Your tendon injury will be diagnosed by your myotherapist asking important questions about your past health, your symptoms and exercise regime. ⠀
Following this, you will then undergo a physical examination to determine the diagnosis. if your symptoms do not improve after early treatment than steps such as an MRI or ultrasound scan may be required.
Your tendon injury, in most cases, can begin treatment at home by following through with these steps:⠀⠀
– Speak to your myotherapist as soon as possible to assess your biomechanics and begin an eccentric strengthening program⠀
– Avoid activity that makes your pain worse by resting the painful area⠀
- Apply cold packs or ice on and off for 20 minutes during the first 72 hours
- Do gentle stretching and slow-motion exercises to prevent stiffness
Return To Activity:
Your myotherapist can assist with all recovery to do with knee pain.
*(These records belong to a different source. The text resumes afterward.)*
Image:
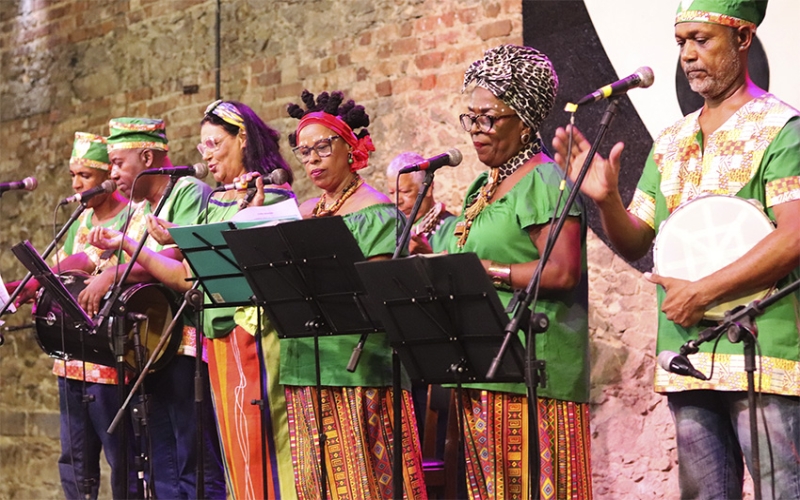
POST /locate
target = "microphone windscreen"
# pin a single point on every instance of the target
(109, 186)
(665, 359)
(200, 170)
(646, 76)
(455, 157)
(278, 176)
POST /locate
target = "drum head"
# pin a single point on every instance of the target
(156, 302)
(706, 234)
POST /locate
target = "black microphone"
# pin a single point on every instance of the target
(448, 159)
(28, 183)
(108, 186)
(675, 363)
(277, 176)
(642, 78)
(199, 170)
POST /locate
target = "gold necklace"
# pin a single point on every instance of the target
(481, 201)
(321, 211)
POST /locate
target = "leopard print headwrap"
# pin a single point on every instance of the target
(522, 77)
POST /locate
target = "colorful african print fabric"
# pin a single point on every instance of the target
(496, 447)
(237, 379)
(358, 423)
(755, 154)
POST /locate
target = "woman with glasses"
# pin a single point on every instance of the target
(357, 407)
(506, 219)
(237, 146)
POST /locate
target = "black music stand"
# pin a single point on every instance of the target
(444, 321)
(72, 312)
(307, 289)
(442, 316)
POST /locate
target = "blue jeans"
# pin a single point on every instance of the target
(172, 422)
(79, 426)
(713, 434)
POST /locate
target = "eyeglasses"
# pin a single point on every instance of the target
(322, 147)
(210, 145)
(485, 122)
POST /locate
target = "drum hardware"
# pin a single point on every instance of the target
(142, 300)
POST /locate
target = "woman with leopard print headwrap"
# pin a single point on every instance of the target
(506, 219)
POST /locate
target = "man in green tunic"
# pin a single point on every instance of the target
(743, 142)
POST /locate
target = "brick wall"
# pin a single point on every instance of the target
(73, 64)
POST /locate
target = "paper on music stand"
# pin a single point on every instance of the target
(211, 260)
(277, 212)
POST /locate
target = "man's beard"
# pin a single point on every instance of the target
(726, 72)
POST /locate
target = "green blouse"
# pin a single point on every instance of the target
(374, 229)
(500, 233)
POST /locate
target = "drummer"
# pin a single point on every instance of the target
(83, 427)
(134, 146)
(743, 142)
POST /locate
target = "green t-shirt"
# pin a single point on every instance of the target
(500, 233)
(778, 326)
(374, 229)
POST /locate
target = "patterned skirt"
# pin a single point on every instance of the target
(497, 447)
(236, 380)
(358, 451)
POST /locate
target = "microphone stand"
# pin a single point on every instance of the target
(739, 325)
(401, 244)
(538, 322)
(72, 218)
(397, 406)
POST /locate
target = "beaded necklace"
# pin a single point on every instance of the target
(321, 211)
(485, 193)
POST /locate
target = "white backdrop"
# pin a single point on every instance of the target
(648, 40)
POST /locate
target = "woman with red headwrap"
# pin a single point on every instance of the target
(357, 406)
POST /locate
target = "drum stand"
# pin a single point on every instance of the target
(739, 325)
(139, 411)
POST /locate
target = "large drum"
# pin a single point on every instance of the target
(704, 235)
(60, 339)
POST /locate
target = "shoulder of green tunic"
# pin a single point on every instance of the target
(375, 228)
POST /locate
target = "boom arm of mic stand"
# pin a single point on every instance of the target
(525, 298)
(750, 311)
(117, 288)
(72, 218)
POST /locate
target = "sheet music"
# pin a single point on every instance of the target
(270, 214)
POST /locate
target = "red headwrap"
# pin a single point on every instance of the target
(361, 147)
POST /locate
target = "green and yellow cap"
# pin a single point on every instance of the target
(89, 150)
(134, 133)
(733, 13)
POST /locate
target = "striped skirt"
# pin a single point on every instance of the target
(497, 447)
(236, 379)
(358, 451)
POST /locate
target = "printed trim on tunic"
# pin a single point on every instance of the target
(774, 375)
(643, 206)
(783, 190)
(732, 154)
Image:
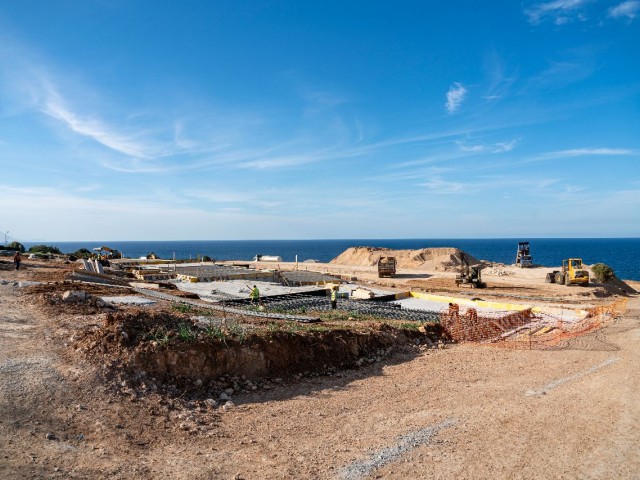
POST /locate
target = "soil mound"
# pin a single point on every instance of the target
(433, 259)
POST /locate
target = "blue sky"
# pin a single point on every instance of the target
(158, 120)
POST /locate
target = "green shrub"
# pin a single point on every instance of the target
(603, 272)
(182, 307)
(82, 253)
(15, 246)
(186, 332)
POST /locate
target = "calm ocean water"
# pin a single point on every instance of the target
(621, 254)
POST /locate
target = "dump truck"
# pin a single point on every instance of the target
(572, 273)
(523, 256)
(470, 275)
(386, 267)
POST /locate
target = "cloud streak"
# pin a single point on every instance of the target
(558, 11)
(627, 10)
(455, 96)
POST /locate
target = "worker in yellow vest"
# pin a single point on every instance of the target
(254, 295)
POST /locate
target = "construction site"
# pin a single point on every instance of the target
(225, 356)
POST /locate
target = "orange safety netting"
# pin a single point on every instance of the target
(524, 329)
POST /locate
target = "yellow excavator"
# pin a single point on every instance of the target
(572, 273)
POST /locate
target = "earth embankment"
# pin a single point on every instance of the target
(428, 259)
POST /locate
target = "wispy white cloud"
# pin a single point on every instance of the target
(498, 147)
(440, 185)
(586, 152)
(628, 9)
(94, 129)
(558, 11)
(455, 96)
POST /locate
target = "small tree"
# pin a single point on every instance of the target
(82, 253)
(603, 272)
(16, 246)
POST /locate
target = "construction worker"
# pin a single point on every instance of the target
(17, 258)
(334, 297)
(254, 295)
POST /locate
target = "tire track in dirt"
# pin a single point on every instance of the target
(576, 376)
(406, 443)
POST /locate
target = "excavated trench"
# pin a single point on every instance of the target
(167, 347)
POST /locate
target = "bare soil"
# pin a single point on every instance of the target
(73, 406)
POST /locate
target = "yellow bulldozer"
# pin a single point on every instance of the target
(572, 273)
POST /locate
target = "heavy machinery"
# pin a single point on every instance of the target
(471, 275)
(572, 273)
(386, 267)
(104, 254)
(523, 256)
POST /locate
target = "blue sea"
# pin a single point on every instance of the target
(621, 254)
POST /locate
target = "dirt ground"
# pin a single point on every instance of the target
(465, 411)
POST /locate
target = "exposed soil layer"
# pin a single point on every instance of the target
(170, 346)
(434, 259)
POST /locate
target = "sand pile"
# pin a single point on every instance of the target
(431, 259)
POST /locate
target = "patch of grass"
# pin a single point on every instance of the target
(186, 332)
(237, 330)
(409, 326)
(182, 307)
(161, 336)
Patella Tendinopathy is just one of the potential injuries that can occur in that area. Your myotherapist can correctly diagnose your injury which significantly improves your immediate treatment outlook. ⠀
Following this correct diagnosis, you will be able to begin the injury rehabilitation and management to return to your chosen activity in as little time as possible!
Common Treatment Options:
Your patella tendinopathy treatment in the early stages will utilise methods such as cryotherapy, taping techniques, de-loading braces or electrotherapy options. In the early stages, it is common to require a lot of rest and to avoid doing anything that causes any discomfort to the knee.⠀
Usually, you will be able to begin to do some basic exercises (provided by your myotherapist) which are little to no Impact activities. This allows you to maintain both your muscle strength and cardiovascular fitness. Following this, your myotherapist will begin to progress your recovery by following a strengthening program that is specific to your needs. These exercises will improve both the strength of your knee as well as the muscles and tendons around the area. ⠀
If your injury does not improve with early treatment or your symptoms are severe; tests may be required such as ultrasounds of MRI to determine proper recovery options.